Так началось двадцать лет назад, когда они поженились; так было и пять, и десять, и пятнадцать лет спустя. Так было и теперь.
— Ты звонил второй раз в обком?
— Сейчас позвоню.
Но он не сразу пошел к телефону: перевел взгляд с Екатерины Ивановны на дочь. Нина стояла у овального настенного зеркала. Проводя гребнем по волосам, она поднимала на зеркало глаза. Движения ее не были быстры, но не от лености, не от бесстрастности; наоборот, их нарочитая сдержанность лишь обнажала взволнованность Нины.
Сейчас она закончит причесываться, наденет пальто и уйдет
— Можно прочесть твою статью из Ямскова? — услышал он вдруг ее вопрос.
— Ты уже читала однажды.
— Прочту еще раз. — В голосе Нины послышалась отчужденность.
Отец усмехнулся:
— Весьма польщен. Кстати, статью сняли.
— Сняли? Как сняли?
— С готовой полосы. Возможно, этот факт…
Екатерина Ивановна сжала его руку.
— Я могу прочесть? — повторила Нина.
— В верхнем ящике стола — второй экземпляр.
Нина взяла пальто.
— Я в библиотеку, мама. В читальный зал.
Очевидно, ей стало несколько не по себе, иначе она не сказала бы этих смягчающих слов.

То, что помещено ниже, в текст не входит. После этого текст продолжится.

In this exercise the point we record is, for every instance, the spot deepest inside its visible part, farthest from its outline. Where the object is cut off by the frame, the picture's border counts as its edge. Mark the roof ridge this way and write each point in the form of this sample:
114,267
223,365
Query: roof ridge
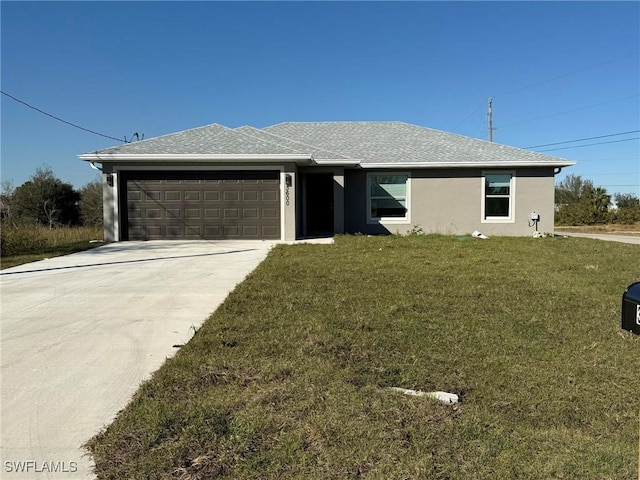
260,139
298,142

Телефон стоял во второй половине комнаты. Окающий басок помощника секретаря обкома сообщил:
— Оказывается, по этому вопросу Игорю Ивановичу уже докладывал Ежнов.
— И что же?
— Игорь Иванович считает, что редакция и Ежнов должны разобраться сами.
— Значит, он меня не примет?
— Поскольку нет необходимости…
На двухъярусном столе лежали открытый томик Ленина и не дописанная Рябининым аннотация к целевой полосе писем читателей. Рябинин придвинул ближе книгу, взял авторучку.
Жена знала, что он ничего не прочтет и не напишет сейчас, хотя будет с упорством заставлять себя работать. Екатерина Ивановна смотрела на его согнувшуюся широким бугром спину, и ей казалось, что она слышит, как в этом оцепеневшем бугре бьется ярость.
— Алеша, но ведь не в первый раз. Уже бывало, и все-таки печатали.
Он не ответил. Перевернул страницу книги, круче нагнулся к столу. А Екатерине Ивановне хотелось, чтобы он обернулся, чтобы крикнул что-нибудь: «Не мешай Что ты понимаешь? Отстань! Уйди!» — любые слова, лишь бы закричал, лишь бы дал выход бешенству.
— Ты добьешься. Ты знаешь, что все равно добьешься. И тебе еще скажут спасибо. Вот увидишь.
Он обронил наконец:
— Какая подлая сила!..
— Ежнов отстаивает свою точку зрения.
— Какая подлая, нахальная, упрямая сила! И где? В каком святом месте! Вот что невыносимо. Невыносимо подумать, Катя!
— Но разве ты не сила?
Он вздохнул — Екатерина Ивановна видела, как поднялись и опустились его плечи, — и пошел к дивану.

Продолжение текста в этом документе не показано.